Actually I do. I went three quarters of the way through RCIA. I know enough to be educated. Your judging
Yet clearly you do, because earlier you said:
I’ve just stopped caring one way or the other. Even in places where same-sex marriage is illegal they’re still performing marriages and holy unions in affirming Churches.
I say let them. Love is love. There will be weddings regardless of official recognition or not.
Now the good people of CAF will disagree with me but I stand my ground.
Bring on the critics!
In other words, you think the Church opposes gay “marriage” as a civil institution because it wants to stamp gay relationships out of existence.
Now, I’m sure it
does want gay relationships to disappear, because it wants sin to disappear. But that’s not why they oppose the civil recognition of gay “marriages.”
Let’s take two hypothetical city-states: Gog and Magog. In neither city-state is there any murder; the murder rate is 0. In Gog, murder is formally prohibited by the law; in Magog, there are no laws at all, on anything. Which city-state is morally superior?
Clearly, Gog is. Because it expresses and protects through its laws that there is a right to live; because the will of the polity is ordered toward the recognition of the rights and duties of its members. The mere fact of recognizing this right makes it morally superior, even though the outcome is exactly identical to that of its lawless neighbor. See what I’m getting at?

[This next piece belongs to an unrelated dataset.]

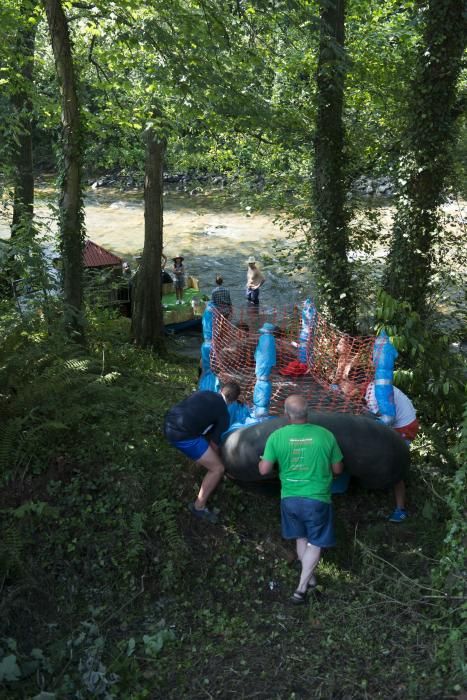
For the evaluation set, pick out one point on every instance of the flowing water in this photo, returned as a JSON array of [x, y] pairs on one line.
[[215, 237]]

Re: “judging,” pointing out that someone lacks knowledge of an important topic isn’t judging (in the Biblically condemned sense). It certainly isn’t a sin. You have this annoying habit of mouthing off about Catholic topics and then accusing everyone who corrects your misunderstandings of judgmentalism. The funny thing is that your conception of judgmentalism is itself a misunderstanding.

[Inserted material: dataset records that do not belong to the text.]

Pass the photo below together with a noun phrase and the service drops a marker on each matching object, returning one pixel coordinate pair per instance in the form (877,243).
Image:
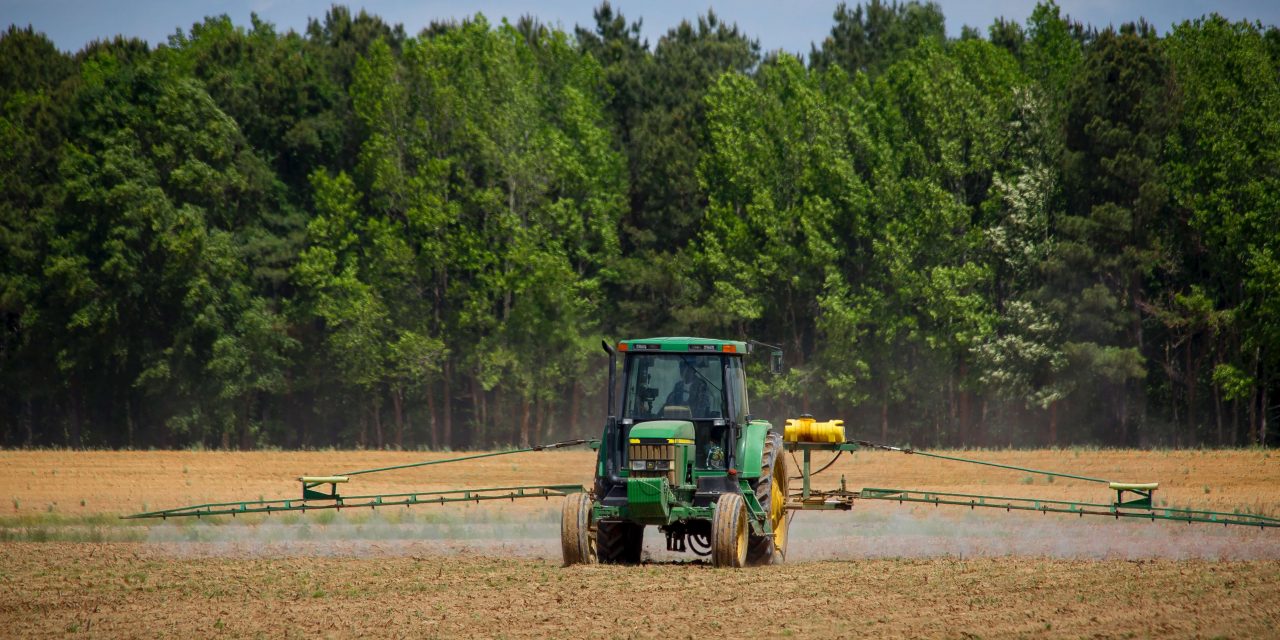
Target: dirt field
(68,567)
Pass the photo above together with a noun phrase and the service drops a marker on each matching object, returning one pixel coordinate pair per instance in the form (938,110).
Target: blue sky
(789,24)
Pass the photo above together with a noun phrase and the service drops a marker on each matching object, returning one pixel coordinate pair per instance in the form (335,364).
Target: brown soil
(492,570)
(128,481)
(129,590)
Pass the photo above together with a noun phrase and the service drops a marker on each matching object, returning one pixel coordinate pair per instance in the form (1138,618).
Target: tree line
(1040,234)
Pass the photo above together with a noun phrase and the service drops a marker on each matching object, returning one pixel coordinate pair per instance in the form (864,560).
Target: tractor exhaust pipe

Re: your being in RCIA, that doesn’t prove you’re educated about Catholicism at all. RCIA programs are generally terrible and I doubt yours was an exception. My RCIA program has been a joke from start to finish, and I’m just happy it wasn’t taught by out-and-out heretics, as has been the experience with some other posters at CAF. My own deacon, who runs our program, couldn’t even answer my question about the conditions under which communion could be received licitly. There are at least four conditions that I’m aware of, he could relate only two.
But a gay “marriage” would not even be considered a marriage. Do you consider a marriage with two heterosexual atheists a valid marriage? No, because the church was not involved. There is a lot of over reaction on our part.

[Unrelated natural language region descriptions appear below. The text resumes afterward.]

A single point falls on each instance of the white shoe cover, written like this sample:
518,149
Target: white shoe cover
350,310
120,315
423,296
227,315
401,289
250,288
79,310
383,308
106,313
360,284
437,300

The presumption is always that a marriage between a man and woman is valid. Men and women confer the sacrament of marriage on one another; the Church merely witnesses it. The problem arises when one person is a Catholic and the other isn’t: the Catholic is canonically bound to get a dispensation for the marriage, and this lack of dispensation can be an impediment to the conferral of the sacrament.
You’d be better off pointing out that the Church doesn’t object to those marriages between men and women who would be unable to marry canonically, for instance, because the man is chronically and hopelessly impotent. It doesn’t follow, though, that it
shouldn’t, nor does it imply an equivalency with its objecting to gay marriage. Because, after all, heterosexual marriages can only be invalid accidentally; homosexual “marriages” are invalid essentially, that is, they are an ontological non sequitur.
I applaud the OP, I completely agree!

You know what gets me though? When some Catholics appeal to natural law ethics to justify their opposition to gov. sanctioned same sex marriages. Natural law, if anything, would oppose same-sex sex! You don’t see them pushing for the illegalization of same-sex though.
I do, all the time. That’s the whole reason I oppose same-sex “marriage,” because I oppose sodomy in general.